Reps. Roybal-Allard and Lee Celebrate Release of Landmark Child Poverty Study They Led the Effort to Fund
Today, Congresswomen Lucille Roybal-Allard (CA-40) and Barbara Lee (CA-13) celebrated the release of a landmark study on child poverty which the congresswomen fought to secure funding for as members of the House Labor-HHS-Education Appropriations Subcommittee.
The study, titled A Roadmap to Reducing Child Poverty, from the National Academies of Sciences, Engineering, and Medicine, is a comprehensive, non-partisan analysis of child poverty in the United States. It can be read here. Congresswomen Roybal-Allard and Lee secured funding for the study with an amendment to the Fiscal Year 2016 Labor-HHS-Education Appropriations Bill, with $750,000 in funding from the Administration for Children and Families (ACF) Social Services and Income Maintenance Research account. They secured another $500,000 for the study in Fiscal Year 2017.
“The tragic truth is that in 2019, in the richest country on earth, millions of American children – many of them children of color – continue to experience terrible, crushing poverty. Not only is child poverty immoral, it weakens our country, reducing the talent and productivity of America’s next generation. That is why it was a privilege to fight alongside Congresswoman Lee for the funding for this groundbreaking child poverty report in the FY 2016 Labor-HHS-Education Appropriations Bill, and I commend the National Academies on the report’s completion and release,” said Congresswoman Roybal-Allard. “The findings of this report, A Roadmap to Reducing Child Poverty, give new depth to our understanding of the causes and the devastating consequences of child poverty, and their recommendations lay out a roadmap for our government to follow as we work to cut child poverty in half in the coming decade. I commend this report to all those who care about the welfare of America’s children; I am certain it will give new depths to our nation’s perspective on child poverty for many years to come.”
“It is a moral outrage that in the richest nation on earth, there are still millions of children living in poverty.
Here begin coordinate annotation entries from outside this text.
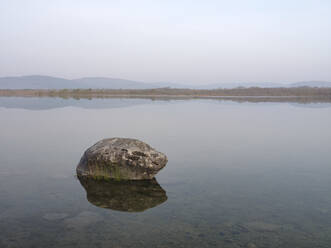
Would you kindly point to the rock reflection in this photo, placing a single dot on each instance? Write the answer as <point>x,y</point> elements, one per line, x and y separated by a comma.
<point>128,196</point>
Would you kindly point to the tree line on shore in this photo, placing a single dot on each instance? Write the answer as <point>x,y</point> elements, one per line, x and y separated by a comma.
<point>172,92</point>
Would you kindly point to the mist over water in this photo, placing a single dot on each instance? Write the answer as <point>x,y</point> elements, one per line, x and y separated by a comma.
<point>239,175</point>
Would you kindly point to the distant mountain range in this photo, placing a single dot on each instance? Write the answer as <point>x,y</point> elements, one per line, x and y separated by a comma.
<point>46,82</point>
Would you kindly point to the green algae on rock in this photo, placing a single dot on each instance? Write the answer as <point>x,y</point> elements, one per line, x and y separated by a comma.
<point>121,159</point>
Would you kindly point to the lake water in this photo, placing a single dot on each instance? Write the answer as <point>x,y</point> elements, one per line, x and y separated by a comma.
<point>239,174</point>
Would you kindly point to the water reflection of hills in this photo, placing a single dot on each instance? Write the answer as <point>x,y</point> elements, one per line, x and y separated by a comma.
<point>43,103</point>
<point>128,196</point>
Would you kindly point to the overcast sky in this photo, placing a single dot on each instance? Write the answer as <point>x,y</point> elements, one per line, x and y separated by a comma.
<point>183,41</point>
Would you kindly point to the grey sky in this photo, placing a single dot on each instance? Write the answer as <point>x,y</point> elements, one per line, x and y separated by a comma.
<point>198,42</point>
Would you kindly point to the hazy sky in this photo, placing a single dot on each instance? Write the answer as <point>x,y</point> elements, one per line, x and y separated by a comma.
<point>184,41</point>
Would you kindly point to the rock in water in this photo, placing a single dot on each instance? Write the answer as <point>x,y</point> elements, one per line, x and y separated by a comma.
<point>128,196</point>
<point>121,159</point>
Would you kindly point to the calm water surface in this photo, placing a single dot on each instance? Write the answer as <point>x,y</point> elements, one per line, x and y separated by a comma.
<point>239,174</point>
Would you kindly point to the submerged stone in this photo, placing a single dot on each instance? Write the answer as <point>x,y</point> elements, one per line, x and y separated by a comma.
<point>128,196</point>
<point>121,159</point>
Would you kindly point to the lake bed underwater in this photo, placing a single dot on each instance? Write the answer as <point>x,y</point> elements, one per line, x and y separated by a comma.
<point>239,174</point>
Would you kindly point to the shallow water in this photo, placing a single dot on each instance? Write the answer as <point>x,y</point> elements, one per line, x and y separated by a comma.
<point>239,174</point>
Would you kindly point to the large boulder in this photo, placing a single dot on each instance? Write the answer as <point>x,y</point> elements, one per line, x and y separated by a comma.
<point>121,159</point>
<point>128,196</point>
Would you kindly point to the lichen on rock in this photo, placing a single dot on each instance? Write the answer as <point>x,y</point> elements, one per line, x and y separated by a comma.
<point>121,159</point>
No parent should have to choose between keeping a roof over their child’s head and putting food on the table. But for many children, especially children of color, systemic barriers keep them and their families trapped at the bottom of the economic ladder. This report, which Congresswoman Roybal-Allard and I commissioned in the Fiscal Year 2016 Labor, Health and Human Services and Education Committee, sets a clear target for significantly reducing child poverty in our nation,” said Congresswoman Lee. “More importantly, the A Roadmap to Reducing Child Poverty report includes a comprehensive list of evidence-based, non-partisan policy recommendations that, collectively, can cut our child poverty rate in half within 10 years. It is now up to Congress to ensure these policies and programs are implemented. We can and must tackle child poverty once and for all.”
“First Focus is grateful to Congresswoman Lee and Congresswoman Roybal-Allard for their leadership on championing today’s landmark study, A Roadmap to Reducing Child Poverty, from the National Academies of Science, Engineering and Medicine,” said Bruce Lesley, the president of First Focus on Children. “Children are one-quarter of our population but all of our future, yet our persistently high level of child poverty proves we are not doing enough to ensure that every child has a fair shot at success. Today’s study confirms that child poverty is a solvable problem by putting forward an evidence-based policy agenda that would cut our child poverty rate in half within a decade.”
The study was commissioned to examine the causes of child poverty, individual impact, macroeconomic costs, and the direct impact on both the federal budget and the nation as a whole. In addition, the study’s working group was asked to provide pragmatic, evidence-based recommendations on how to achieve a goal of cutting child poverty in half within the next ten years. As a summary of the study states, “The National Academies appointed a committee with expertise in economics, psychology, cognitive science, public policy, education, sociology, and pediatrics to conduct the study and issue a report. The committee’s report, A Roadmap to Reducing Child Poverty, concludes that poverty causes negative outcomes for children, especially if it occurs in early childhood or persists through a large part of childhood. Studies estimate that child poverty costs the nation roughly between $800 billion and $1.1 trillion annually in terms of lost adult productivity, the increased costs of crime, and increased health expenditures. The report identifies two packages of policies and programs that could reduce child poverty in the United States by half within 10 years, at a cost far lower than the estimated costs it bears from child poverty.”